CONCERTO PARA TODOS – Em 2025, o projeto levou ao maior museu do Paraná seis concertos gratuitos da OSP como parte da programação especial que celebrou os 40 anos da orquestra, reunindo mais de 6 mil pessoas.
“Estou feliz com o retorno desta série que foi um enorme sucesso e estamos encaminhando para este ano a Série Mostly Mozart 2, em um espaço maravilhoso onde o público pode trazer toda a família para apreciar as principais obras de Mozart e outros compositores ligados ao classicismo”, disse o diretor musical da Orquestra Sinfônica do Paraná e maestro titular, Roberto Tibiriçá.

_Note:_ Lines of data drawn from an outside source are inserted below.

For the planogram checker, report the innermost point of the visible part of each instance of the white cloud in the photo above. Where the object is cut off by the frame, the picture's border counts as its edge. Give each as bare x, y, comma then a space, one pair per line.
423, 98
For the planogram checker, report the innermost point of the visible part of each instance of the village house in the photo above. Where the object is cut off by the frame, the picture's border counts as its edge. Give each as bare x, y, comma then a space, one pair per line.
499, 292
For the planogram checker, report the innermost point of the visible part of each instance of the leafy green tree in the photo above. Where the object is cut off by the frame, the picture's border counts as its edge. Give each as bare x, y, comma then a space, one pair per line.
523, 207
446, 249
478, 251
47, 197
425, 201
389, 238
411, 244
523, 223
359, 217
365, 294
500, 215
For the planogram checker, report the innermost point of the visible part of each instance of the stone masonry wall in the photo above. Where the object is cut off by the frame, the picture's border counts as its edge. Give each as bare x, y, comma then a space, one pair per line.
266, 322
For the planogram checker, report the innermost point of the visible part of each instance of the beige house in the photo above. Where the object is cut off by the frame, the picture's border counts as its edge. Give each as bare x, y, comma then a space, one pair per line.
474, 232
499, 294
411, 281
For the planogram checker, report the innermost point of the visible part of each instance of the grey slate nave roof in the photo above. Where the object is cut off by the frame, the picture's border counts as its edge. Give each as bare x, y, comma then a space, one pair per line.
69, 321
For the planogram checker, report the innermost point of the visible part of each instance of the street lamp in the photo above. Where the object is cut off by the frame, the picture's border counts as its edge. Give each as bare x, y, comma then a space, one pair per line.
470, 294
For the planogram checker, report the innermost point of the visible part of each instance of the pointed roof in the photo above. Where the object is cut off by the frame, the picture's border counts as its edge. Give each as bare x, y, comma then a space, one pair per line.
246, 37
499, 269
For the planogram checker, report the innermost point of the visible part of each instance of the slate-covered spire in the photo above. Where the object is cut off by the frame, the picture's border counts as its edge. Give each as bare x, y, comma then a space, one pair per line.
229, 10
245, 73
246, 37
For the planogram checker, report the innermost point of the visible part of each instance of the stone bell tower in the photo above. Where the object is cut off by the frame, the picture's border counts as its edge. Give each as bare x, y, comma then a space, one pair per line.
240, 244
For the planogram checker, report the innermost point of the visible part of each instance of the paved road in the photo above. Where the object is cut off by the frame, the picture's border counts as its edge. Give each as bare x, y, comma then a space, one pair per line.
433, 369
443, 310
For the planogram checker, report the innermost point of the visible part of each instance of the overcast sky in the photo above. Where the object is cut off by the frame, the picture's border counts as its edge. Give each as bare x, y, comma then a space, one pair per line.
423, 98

Como no ano passado, as apresentações no Museu devem acontecer sempre aos sábados. As próximas apresentações estão previstas para os dias 25 de abril e no dia 04 de julho.
ORQUESTRA SINFÔNICA – Desde sua fundação em 28 de maio de 1985, a Orquestra Sinfônica do Paraná (OSP) vem construindo uma trajetória marcada pelo talento e dedicação à música. A OSP se consolidou como a primeira e maior orquestra pública do Estado do Paraná.
A OSP iniciou suas atividades com 61 músicos selecionados por concurso nacional e sob a batuta do maestro Alceo Bocchino, seu primeiro maestro titular, e Osvaldo Colarusso, maestro assistente. Ao longo de quatro décadas, a orquestra cresceu e ampliou seu repertório, alcançando um vasto acervo de aproximadamente 900 obras de 250 compositores, incluindo grandes nomes da música brasileira como Heitor Villa-Lobos, Camargo Guarnieri e Henrique Morozowicz.
Com mais de mil apresentações dentro e fora do Paraná, a OSP tem um histórico de colaborações com outros corpos artísticos do Teatro Guaíra, incluindo memoráveis montagens de ballets como “O Quebra-Nozes” e “O Lago dos Cisnes”, de Tchaikovsky, e óperas como “Carmen”, “La Traviata”, “Fausto” e “Aída”.(AEDN).